Why California’s jobs engine has remained resilient for 50 years

Michael Bernick
Counsel with the international law firm of Duane Morris LLP, a Milken Institute Fellow and former Director of the California Employment Development Department

Labor Day 2017 finds California in the midst of an employment boom that has lasted more than seven years. Since February 2010, the state has gained nearly 2.6 million jobs. How long will this boom last?

As we look over the ups and downs of employment in our state since World War II, we find a tremendous resilience in the face of ongoing job losses through automation, deindustrialization, defense and aerospace cuts, and dot.com busts. Though numerous factors are responsible for this resilience, on this Labor Day we might single out the state’s entrepreneurial culture and ability to bring more and more Californians as stakeholders into the free-market economy.

Let’s start with the numbers. Since World War II, California has had four lengthy periods of employment growth, including the current one now in its 89th month. The longest period occurred in the 1960s, totaling 113 months, and there were growth periods of 91 months in the 1980s and 92 months in the 1990s.

In each of these growth periods, the job losses, when they came, started slowly and were largely unanticipated — no dramatic event triggered them. In June, California saw a loss of 3,200 jobs, and California economists expected that we could be entering a period of job contraction. But in July, the economy rebounded with an addition of 82,600 jobs — a third of the jobs added nationwide. We’ll know better in the next two to three months as new job numbers come in but, based on the previous post-World War II expansions, this expansion could well continue for some time.

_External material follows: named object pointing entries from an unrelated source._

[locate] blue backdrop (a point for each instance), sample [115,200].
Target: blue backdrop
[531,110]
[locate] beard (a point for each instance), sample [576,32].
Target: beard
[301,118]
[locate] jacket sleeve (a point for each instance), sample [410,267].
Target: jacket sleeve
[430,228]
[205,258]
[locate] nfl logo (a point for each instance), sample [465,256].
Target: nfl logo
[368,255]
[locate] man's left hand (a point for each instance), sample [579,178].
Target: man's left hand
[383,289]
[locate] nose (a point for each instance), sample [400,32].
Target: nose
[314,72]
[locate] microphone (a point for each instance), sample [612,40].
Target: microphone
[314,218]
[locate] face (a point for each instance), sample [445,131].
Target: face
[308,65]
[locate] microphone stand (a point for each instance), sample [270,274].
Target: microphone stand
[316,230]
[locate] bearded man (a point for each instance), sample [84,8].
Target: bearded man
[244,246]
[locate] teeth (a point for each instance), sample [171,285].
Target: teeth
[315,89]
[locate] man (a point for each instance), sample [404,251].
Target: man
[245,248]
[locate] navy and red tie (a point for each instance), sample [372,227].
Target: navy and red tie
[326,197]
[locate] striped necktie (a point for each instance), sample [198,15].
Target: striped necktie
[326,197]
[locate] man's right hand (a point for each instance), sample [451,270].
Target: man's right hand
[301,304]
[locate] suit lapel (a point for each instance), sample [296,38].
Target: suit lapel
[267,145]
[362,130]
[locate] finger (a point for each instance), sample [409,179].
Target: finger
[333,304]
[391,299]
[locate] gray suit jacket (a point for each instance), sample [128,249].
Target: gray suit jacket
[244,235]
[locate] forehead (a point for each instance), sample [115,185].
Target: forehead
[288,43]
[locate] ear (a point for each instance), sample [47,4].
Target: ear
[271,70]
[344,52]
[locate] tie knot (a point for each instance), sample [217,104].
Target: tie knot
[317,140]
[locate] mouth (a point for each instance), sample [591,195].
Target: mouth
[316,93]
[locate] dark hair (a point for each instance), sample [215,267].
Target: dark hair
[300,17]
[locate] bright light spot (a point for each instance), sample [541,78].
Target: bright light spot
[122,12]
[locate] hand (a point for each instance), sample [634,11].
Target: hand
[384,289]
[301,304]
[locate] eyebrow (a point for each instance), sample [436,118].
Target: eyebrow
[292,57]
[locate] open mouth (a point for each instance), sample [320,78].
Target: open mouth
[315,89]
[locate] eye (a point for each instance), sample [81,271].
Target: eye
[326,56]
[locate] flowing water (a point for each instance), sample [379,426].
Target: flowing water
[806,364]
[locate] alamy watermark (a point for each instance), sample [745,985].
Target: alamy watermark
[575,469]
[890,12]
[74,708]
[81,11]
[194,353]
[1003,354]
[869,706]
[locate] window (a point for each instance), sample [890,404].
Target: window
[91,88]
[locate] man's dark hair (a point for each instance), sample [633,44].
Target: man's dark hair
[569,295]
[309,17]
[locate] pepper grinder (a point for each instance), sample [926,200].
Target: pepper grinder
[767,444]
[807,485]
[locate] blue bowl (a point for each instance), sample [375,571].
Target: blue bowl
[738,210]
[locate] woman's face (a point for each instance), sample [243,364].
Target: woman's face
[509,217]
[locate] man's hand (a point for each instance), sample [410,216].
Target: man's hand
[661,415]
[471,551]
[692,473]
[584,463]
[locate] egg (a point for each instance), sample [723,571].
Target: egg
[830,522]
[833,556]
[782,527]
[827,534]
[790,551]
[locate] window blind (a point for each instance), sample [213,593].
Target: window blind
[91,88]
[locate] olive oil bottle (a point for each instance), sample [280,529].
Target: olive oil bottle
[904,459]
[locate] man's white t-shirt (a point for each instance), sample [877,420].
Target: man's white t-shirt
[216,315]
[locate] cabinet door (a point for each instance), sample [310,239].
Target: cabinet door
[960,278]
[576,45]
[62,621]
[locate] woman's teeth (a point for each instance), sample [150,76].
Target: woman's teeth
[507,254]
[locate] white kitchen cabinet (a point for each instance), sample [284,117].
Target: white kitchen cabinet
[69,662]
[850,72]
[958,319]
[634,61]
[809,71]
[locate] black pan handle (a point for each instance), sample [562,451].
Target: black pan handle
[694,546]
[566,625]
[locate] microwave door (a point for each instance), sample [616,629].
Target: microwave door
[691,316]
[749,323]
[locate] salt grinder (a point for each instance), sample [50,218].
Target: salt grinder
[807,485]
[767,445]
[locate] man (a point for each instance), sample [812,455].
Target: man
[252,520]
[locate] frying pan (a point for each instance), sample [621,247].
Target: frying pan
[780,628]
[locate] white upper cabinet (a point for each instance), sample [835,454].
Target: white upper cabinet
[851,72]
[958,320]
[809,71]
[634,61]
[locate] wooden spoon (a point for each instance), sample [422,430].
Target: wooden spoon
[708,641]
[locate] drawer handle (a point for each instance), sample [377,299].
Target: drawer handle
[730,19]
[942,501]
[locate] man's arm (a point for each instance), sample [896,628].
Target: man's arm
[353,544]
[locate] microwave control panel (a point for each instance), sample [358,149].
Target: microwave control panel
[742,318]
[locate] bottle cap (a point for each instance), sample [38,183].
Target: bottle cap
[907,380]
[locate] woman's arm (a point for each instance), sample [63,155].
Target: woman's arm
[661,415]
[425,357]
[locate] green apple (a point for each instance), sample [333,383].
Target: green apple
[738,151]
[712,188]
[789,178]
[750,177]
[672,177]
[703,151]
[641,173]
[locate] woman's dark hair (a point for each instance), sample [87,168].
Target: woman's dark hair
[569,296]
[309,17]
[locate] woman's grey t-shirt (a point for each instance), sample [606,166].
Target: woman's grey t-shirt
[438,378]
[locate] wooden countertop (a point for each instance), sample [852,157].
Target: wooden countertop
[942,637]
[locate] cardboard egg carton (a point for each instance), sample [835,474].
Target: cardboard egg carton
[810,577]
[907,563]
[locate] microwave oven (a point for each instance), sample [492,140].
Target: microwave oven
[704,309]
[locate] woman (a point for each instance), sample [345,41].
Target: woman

Will this hold true for a changing economy? A number of prominent entrepreneurs in 2017, including Elon Musk, Mark Zuckerberg, Richard Branson and Stewart Butterfield have raised the specter of technology eliminating jobs (and the accompanying role of a universal basic income to offset those job losses). That automation and technology will lead to high unemployment is by no means a new concern in California. Throughout all of the state’s growth periods, policymakers and commentators in the state have warned of large-scale job losses.